Виктор Ерофеев: Дима, ты согласен с тем, что телевидение может, как раньше, когда показывали «Великолепную семерку», люди не ходили на крестный ход, а теперь не пьют вино, когда показывают какую-то красивую программу?
Дмитрий Дибров: Надо сказать, что Павел не зря нас относит к событиям на телевизионном экране 15-летней давности, потому что это были счастливейшие 10 лет, и страна менялась. В 87, когда сели ребята во «Взгляд», телевидение не могло остаться прежним. Но эти последующие 10 лет, когда было царство свободы телевизионного, могу сказать, что расстояние от мысли до экранного воплощения не составляло порой и дня. О деньгах никто не думал, почему-то они были всегда на телевидении. Кроме того мы были вправе ожидать борьбы идей, борьбы искренней. Теперь мы можем сказать - скорее это исключение. Правило сегодня таково, каково оно было и в 60 годах. Всего 2% мыслящих людей превращают телевидение в пределы церкви, в амвон для проповеди, а 98% превращают телевидение в придаток местного борделя. Интересно, что слон напоминает действительно напоминает телеграфный столб, напоминает землю, в равной же мере слон может напоминать и котел, все зависит от того, за какую часть слона ты берешься, однако он ничто в отдельности. То же с молодежью.

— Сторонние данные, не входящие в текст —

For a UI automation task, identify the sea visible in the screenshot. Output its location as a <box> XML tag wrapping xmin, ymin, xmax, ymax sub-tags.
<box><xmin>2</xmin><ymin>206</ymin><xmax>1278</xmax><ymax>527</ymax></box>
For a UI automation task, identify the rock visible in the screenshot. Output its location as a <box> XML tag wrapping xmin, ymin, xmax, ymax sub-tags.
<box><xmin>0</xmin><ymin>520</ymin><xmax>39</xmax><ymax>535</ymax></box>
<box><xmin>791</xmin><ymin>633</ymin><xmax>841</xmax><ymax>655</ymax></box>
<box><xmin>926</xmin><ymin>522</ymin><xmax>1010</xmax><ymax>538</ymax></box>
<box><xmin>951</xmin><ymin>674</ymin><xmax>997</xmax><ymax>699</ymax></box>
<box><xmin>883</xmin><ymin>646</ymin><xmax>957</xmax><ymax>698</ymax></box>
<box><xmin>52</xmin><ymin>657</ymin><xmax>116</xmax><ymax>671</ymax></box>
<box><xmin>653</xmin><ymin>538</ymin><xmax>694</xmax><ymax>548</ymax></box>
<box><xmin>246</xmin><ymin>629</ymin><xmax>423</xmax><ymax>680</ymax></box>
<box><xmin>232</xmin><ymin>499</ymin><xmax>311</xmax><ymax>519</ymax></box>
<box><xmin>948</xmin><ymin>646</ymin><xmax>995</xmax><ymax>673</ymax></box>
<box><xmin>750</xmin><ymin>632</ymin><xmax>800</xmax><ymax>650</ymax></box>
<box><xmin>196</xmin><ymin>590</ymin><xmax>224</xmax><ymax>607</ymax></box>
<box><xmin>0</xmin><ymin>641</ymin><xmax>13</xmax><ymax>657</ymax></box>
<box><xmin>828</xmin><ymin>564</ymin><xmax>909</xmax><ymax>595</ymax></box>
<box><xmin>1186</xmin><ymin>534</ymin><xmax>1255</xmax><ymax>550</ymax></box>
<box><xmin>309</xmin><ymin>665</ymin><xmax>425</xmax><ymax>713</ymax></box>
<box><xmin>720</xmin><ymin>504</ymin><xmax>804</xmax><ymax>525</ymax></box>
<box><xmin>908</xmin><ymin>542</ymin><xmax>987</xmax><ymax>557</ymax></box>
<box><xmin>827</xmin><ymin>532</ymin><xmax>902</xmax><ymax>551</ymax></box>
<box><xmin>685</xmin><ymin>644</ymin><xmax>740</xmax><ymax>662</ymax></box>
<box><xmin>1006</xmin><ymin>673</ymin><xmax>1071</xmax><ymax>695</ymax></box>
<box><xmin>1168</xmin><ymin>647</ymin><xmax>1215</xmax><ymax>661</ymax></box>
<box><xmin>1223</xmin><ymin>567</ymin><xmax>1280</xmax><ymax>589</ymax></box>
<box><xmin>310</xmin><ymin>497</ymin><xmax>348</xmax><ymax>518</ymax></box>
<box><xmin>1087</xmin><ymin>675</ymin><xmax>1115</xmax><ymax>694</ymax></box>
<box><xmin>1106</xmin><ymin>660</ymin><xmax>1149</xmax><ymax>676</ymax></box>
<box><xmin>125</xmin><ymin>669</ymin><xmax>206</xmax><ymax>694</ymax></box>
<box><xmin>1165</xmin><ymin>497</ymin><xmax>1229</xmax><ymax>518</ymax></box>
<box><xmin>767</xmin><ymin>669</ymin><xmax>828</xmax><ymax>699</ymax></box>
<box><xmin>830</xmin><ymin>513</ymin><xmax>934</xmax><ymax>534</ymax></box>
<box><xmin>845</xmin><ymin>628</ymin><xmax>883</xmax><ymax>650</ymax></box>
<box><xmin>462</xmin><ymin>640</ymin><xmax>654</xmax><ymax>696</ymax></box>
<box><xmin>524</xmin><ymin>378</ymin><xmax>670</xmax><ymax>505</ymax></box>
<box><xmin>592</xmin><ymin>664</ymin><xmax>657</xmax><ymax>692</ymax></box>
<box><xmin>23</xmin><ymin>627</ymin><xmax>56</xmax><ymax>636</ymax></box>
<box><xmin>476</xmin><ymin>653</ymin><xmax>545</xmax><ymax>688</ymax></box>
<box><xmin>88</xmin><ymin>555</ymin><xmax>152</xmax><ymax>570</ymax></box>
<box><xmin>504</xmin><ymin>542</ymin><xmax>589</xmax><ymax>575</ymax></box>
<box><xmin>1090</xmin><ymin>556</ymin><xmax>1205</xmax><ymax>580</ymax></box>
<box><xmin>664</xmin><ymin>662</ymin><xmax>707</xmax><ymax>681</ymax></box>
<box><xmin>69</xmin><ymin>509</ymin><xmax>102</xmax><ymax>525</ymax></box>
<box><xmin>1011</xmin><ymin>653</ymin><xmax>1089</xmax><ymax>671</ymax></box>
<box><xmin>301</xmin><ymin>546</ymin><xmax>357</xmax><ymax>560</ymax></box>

Виктор Ерофеев: Давайте послушаем Николая из Тульской области.
Слушатель: Я сначала хочу лично обратиться к Шеремету, потом сказать, что для меня значило телевидение за границей и о том, что для меня значит в России. Уважаемый Павел, вы однажды пошутили, посмеялись над государством, перешли границу литовско-белорусскую перед телекамерой и государство это оскорбило. И вот оно злобно ответило. Оно сделало с тех пор настоящую границу. Там нет колючки, как было в СССР, но культурный металлический заборчик поставили и кое-что еще. Так что шутки бывают жутки, вы так больше не шутите. Вы проехали раз и все, а людям может быть придется ездить. За границей для меня телевидение значило окно в страну. Так было в Польше, в Литве, в Швеции, в Финляндии. Чисто познавательно. А в Норвегии я от телевидения получал удовольствие. Там были две блондинки ведущие новостей, и мне было абсолютно все равно, что в новостях говорят, я смотрел на них и получал удовольствие.
Виктор Ерофеев: Павел, какой ответ можно сказать нашему славному пограничнику Николаю, который стоит на границе Смоленской области?

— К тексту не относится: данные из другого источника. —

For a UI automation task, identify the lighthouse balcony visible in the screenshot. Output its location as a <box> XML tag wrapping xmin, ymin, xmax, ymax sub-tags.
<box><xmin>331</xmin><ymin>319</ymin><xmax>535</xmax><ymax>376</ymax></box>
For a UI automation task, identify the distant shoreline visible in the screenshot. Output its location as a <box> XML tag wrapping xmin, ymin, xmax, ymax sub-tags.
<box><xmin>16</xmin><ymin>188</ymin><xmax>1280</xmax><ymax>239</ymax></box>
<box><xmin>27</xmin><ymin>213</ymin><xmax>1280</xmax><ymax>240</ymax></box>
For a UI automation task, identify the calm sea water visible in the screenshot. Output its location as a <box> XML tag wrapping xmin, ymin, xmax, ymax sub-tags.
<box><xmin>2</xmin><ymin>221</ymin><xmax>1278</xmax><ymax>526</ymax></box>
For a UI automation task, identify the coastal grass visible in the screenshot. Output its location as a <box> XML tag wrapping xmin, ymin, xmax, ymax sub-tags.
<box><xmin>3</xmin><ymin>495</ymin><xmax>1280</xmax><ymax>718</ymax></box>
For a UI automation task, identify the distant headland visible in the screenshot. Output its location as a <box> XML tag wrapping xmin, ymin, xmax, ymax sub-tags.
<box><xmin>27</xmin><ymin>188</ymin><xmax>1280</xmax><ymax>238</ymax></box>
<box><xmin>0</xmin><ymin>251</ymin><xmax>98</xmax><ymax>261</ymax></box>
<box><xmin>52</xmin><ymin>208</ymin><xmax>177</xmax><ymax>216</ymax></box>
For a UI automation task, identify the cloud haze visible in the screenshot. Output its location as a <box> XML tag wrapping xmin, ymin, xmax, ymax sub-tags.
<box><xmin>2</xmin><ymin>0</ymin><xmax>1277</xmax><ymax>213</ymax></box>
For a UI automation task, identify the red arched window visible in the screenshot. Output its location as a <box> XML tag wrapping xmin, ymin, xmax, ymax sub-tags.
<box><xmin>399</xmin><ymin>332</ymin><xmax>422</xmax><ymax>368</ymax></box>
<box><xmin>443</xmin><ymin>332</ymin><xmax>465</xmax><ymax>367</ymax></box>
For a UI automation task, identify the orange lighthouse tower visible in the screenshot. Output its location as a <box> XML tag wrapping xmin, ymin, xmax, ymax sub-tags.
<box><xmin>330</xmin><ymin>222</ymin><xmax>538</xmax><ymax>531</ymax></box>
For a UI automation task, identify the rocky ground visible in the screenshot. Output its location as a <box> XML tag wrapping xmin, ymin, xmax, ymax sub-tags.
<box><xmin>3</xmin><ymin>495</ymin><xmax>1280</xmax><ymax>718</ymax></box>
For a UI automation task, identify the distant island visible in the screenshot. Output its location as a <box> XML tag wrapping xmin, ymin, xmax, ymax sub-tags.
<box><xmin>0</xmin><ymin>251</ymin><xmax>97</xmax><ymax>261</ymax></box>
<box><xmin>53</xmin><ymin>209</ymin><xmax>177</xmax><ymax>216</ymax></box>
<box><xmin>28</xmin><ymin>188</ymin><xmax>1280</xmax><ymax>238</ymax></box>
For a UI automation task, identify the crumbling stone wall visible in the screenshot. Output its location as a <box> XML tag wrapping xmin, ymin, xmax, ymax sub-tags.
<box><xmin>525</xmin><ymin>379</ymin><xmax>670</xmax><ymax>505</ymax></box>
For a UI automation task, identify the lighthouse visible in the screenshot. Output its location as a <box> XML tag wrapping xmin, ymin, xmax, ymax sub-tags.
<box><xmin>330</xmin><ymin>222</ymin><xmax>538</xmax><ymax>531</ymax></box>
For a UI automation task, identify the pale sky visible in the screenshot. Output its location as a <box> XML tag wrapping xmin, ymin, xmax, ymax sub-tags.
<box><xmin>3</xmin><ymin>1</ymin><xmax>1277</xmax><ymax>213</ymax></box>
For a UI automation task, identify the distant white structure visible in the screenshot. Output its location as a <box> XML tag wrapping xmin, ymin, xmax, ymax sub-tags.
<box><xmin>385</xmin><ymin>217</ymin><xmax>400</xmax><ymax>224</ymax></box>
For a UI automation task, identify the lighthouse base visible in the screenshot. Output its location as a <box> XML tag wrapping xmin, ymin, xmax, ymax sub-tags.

Павел Шеремет: Мне очень жалко, что после моих репортажей с белорусско-литовской границы ему стало сложнее совершать те или иные операции. Я могу сказать, что и до этого случая, и после этого случая, и из-за шуток в эфире, и просто из-за профессиональной деятельности в Белоруссии очень много телевизионных журналистов российских пострадало и не только российских. Поэтому это никак не связано, я думаю, с нашей деятельностью. Кстати, мы живем в рамках одного союза России и Белоруссии и жалуемся, что политическая телевизионная журналистика России в упадке и больше пропаганды, чем информации. Если посмотреть на соседей, наших братьев и посмотреть их телеканалы белорусские, то очень быстро понимаешь, что даже маленький кусочек, глоточек воздуха намного ценнее, чем брюква, свекла километрами, часами, эти бравурные речи, репортажи с полей. Вот уже где Зазеркалье так Зазеркалье.
Виктор Ерофеев: Значит надо туда съездить и вернуться радостным. Как поляки ездили в Советский Союз и возвращались и понимали, что живут не зря.

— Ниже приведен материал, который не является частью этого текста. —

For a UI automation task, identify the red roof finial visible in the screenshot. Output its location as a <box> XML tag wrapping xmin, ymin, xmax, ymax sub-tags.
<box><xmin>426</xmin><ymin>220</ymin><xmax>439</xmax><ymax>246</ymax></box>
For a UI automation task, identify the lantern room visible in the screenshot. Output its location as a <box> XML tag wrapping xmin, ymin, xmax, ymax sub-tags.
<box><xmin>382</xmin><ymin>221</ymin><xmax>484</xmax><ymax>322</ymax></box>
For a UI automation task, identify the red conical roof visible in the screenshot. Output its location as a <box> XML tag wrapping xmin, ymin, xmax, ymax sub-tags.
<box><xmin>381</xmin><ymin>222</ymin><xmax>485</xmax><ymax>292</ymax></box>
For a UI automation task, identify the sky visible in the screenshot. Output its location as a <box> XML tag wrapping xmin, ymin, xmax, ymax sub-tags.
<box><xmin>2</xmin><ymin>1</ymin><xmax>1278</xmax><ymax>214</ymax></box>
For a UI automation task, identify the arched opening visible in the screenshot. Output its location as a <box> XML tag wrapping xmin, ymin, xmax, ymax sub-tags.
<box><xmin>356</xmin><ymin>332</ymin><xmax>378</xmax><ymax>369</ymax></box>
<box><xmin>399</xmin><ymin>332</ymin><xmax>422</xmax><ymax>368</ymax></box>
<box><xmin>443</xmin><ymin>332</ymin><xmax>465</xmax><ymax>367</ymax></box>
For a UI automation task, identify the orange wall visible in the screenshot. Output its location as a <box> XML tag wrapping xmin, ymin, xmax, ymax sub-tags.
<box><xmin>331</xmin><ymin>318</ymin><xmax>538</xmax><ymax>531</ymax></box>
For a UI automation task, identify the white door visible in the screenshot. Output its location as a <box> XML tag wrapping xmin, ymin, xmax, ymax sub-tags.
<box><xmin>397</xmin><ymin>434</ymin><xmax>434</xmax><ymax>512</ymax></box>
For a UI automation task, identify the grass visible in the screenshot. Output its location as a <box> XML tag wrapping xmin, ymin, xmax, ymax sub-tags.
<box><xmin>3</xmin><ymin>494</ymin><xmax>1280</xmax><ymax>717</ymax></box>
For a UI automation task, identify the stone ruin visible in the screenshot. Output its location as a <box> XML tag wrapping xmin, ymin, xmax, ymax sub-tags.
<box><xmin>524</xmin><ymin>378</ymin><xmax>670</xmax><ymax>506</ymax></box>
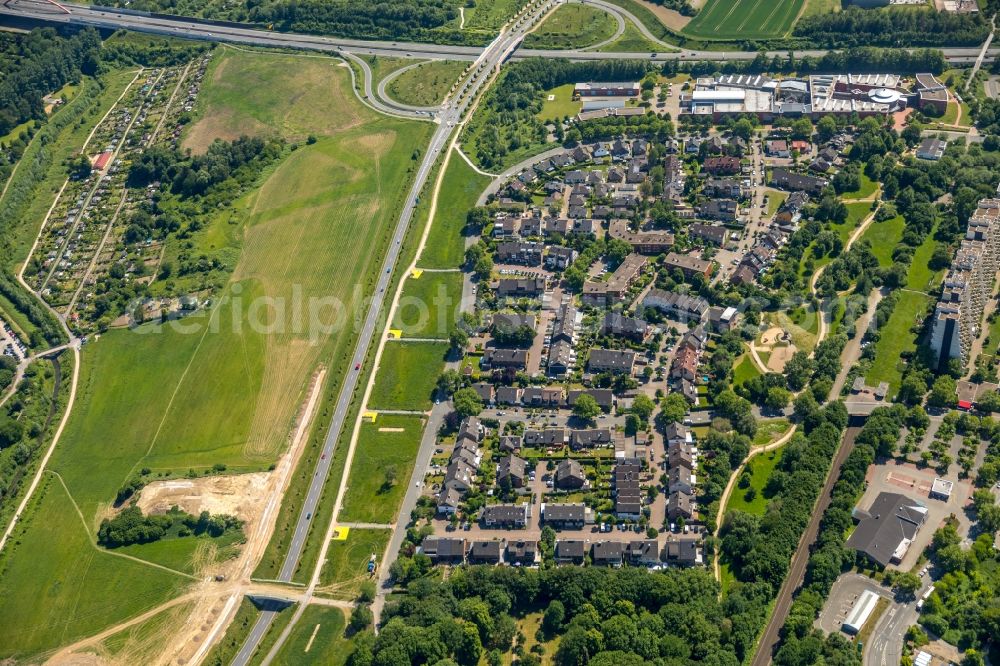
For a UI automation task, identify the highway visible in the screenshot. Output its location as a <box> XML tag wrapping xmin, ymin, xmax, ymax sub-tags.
<box><xmin>1</xmin><ymin>0</ymin><xmax>997</xmax><ymax>64</ymax></box>
<box><xmin>228</xmin><ymin>3</ymin><xmax>555</xmax><ymax>663</ymax></box>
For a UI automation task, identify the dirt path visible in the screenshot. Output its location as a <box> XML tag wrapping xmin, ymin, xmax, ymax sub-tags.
<box><xmin>712</xmin><ymin>424</ymin><xmax>798</xmax><ymax>582</ymax></box>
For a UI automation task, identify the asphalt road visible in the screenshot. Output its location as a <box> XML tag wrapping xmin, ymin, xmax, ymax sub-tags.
<box><xmin>1</xmin><ymin>0</ymin><xmax>996</xmax><ymax>64</ymax></box>
<box><xmin>749</xmin><ymin>425</ymin><xmax>862</xmax><ymax>666</ymax></box>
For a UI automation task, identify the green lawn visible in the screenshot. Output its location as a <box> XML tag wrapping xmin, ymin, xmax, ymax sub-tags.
<box><xmin>538</xmin><ymin>83</ymin><xmax>582</xmax><ymax>122</ymax></box>
<box><xmin>417</xmin><ymin>150</ymin><xmax>491</xmax><ymax>269</ymax></box>
<box><xmin>369</xmin><ymin>341</ymin><xmax>449</xmax><ymax>411</ymax></box>
<box><xmin>765</xmin><ymin>190</ymin><xmax>788</xmax><ymax>217</ymax></box>
<box><xmin>318</xmin><ymin>528</ymin><xmax>392</xmax><ymax>599</ymax></box>
<box><xmin>865</xmin><ymin>290</ymin><xmax>933</xmax><ymax>396</ymax></box>
<box><xmin>752</xmin><ymin>419</ymin><xmax>791</xmax><ymax>448</ymax></box>
<box><xmin>597</xmin><ymin>22</ymin><xmax>668</xmax><ymax>53</ymax></box>
<box><xmin>459</xmin><ymin>0</ymin><xmax>522</xmax><ymax>33</ymax></box>
<box><xmin>907</xmin><ymin>228</ymin><xmax>946</xmax><ymax>294</ymax></box>
<box><xmin>523</xmin><ymin>4</ymin><xmax>619</xmax><ymax>49</ymax></box>
<box><xmin>683</xmin><ymin>0</ymin><xmax>804</xmax><ymax>39</ymax></box>
<box><xmin>733</xmin><ymin>353</ymin><xmax>761</xmax><ymax>386</ymax></box>
<box><xmin>273</xmin><ymin>605</ymin><xmax>352</xmax><ymax>665</ymax></box>
<box><xmin>393</xmin><ymin>271</ymin><xmax>463</xmax><ymax>339</ymax></box>
<box><xmin>0</xmin><ymin>478</ymin><xmax>190</xmax><ymax>659</ymax></box>
<box><xmin>385</xmin><ymin>60</ymin><xmax>467</xmax><ymax>107</ymax></box>
<box><xmin>842</xmin><ymin>172</ymin><xmax>878</xmax><ymax>200</ymax></box>
<box><xmin>860</xmin><ymin>214</ymin><xmax>905</xmax><ymax>267</ymax></box>
<box><xmin>725</xmin><ymin>445</ymin><xmax>786</xmax><ymax>516</ymax></box>
<box><xmin>340</xmin><ymin>415</ymin><xmax>424</xmax><ymax>524</ymax></box>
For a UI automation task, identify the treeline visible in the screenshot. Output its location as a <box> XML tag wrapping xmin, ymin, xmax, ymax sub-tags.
<box><xmin>666</xmin><ymin>46</ymin><xmax>947</xmax><ymax>78</ymax></box>
<box><xmin>774</xmin><ymin>405</ymin><xmax>907</xmax><ymax>663</ymax></box>
<box><xmin>247</xmin><ymin>0</ymin><xmax>460</xmax><ymax>43</ymax></box>
<box><xmin>97</xmin><ymin>506</ymin><xmax>242</xmax><ymax>547</ymax></box>
<box><xmin>128</xmin><ymin>135</ymin><xmax>283</xmax><ymax>198</ymax></box>
<box><xmin>649</xmin><ymin>0</ymin><xmax>695</xmax><ymax>17</ymax></box>
<box><xmin>0</xmin><ymin>28</ymin><xmax>101</xmax><ymax>136</ymax></box>
<box><xmin>720</xmin><ymin>403</ymin><xmax>848</xmax><ymax>594</ymax></box>
<box><xmin>100</xmin><ymin>32</ymin><xmax>212</xmax><ymax>68</ymax></box>
<box><xmin>356</xmin><ymin>565</ymin><xmax>761</xmax><ymax>666</ymax></box>
<box><xmin>793</xmin><ymin>7</ymin><xmax>988</xmax><ymax>48</ymax></box>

Алексей Михайловский: Не так страшно, что происходит сейчас на российском телевидении, действительно есть сферы, развлекательные, музыкальные, документальное кино в какой-то степени, которое мощно развивается. Жалко публицистику, новостей. Но мы все довольны, сыты и в этом может быть проблема.
Виктор Ерофеев: У нас звонок есть из Владикавказа от Иосифа.
Слушатель: Добрый вечер. Телевидение, как понять, выполняет заказ глобализации или у него более приземленная задача? Как-то я спрашивал в передаче «Поговорим с друзьями о России», и мне там честно ответили, что шиллеровские времена слабо для современного телевидения, когда оно могло взять в руки меч и перо и призвать порок к суровому суду. Выражение «непризнанное», кем непризнанное, как непризнанное? Можно уточнение дать. Когда-то Советский Союз непризнанным был. И колониальная система империализма со временем изменила свои государственные границы.
Виктор Ерофеев: Спасибо, Иосиф. Дима тут восторгался звонками на нашу программу. Наши слушатели действительно лучшие слушатели в мире. Посмотри, Дима, Иосиф, Владикавказ, а интересуется проблемами глобализации. Нет там, чтобы действительно спросил то-то, другое, какие-то подробности. Зато Анастасия Назарова к тебе более строго относится: «Дмитрию Диброву: вы поклоняетесь Катеньке Андреевой потому, что вы одного поля ягоды с ней. Вы страдаете нарциссизмом, как многие бывшие энтэвешники, от этого пострадали миллионы телезрителей».
Дмитрий Дибров: Как писал мой любимый великий поэт Саша Черный: «Милые, милые, киевские гимназистки». Большое вам спасибо, Настя, за синонимический ряд, в который вы меня поставили с Катенькой. Я действительно чрезвычайно ценю этого человека, и не подумайте ничего. И не за нарциссизм. Мне кажется, что вы тоже любите себя, Настя, просто у вас меньше оснований, чем у Кати. Я Катю действительно страшно ценю, и любой момент улучаю с ней поговорить. Потому что этот образованный человек из академической семьи представляться мне образцом того, как должен строиться женский мозг. Этот мозг не так сух на продукцию, как наш мужской и, тем не менее, это как раз то самое, что сдобрено интуицией, проницательностью и тончайшим юмором. К несчастью, программа «Время» не дает возможности вам, Настя, увидеть этого человека, какой он есть, а у меня такая возможность есть, и я ее очень ценю. Я хотел бы вот что сказать, очень трудно нам влазить в проблемы Грузии и непризнанной республики, боюсь, что это отдельная проблема и отдельная тематика. Я бы хотел заявить, что, конечно, слушатели в основном крутятся вокруг цензуры, не цензуры политических программ – это потому, что по инерции от этих 16 лет, о которых упоминал Павел, осталось ощущение, что телевидение может учить нравственности, политике и так далее. Но в том-то и дело, на мой взгляд, главная проблема человека совсем не в том, крадут или нет в Кремле, главная проблема в человека в нем самом. То, что Маркс характеризовал как разница между сущностью и существованием.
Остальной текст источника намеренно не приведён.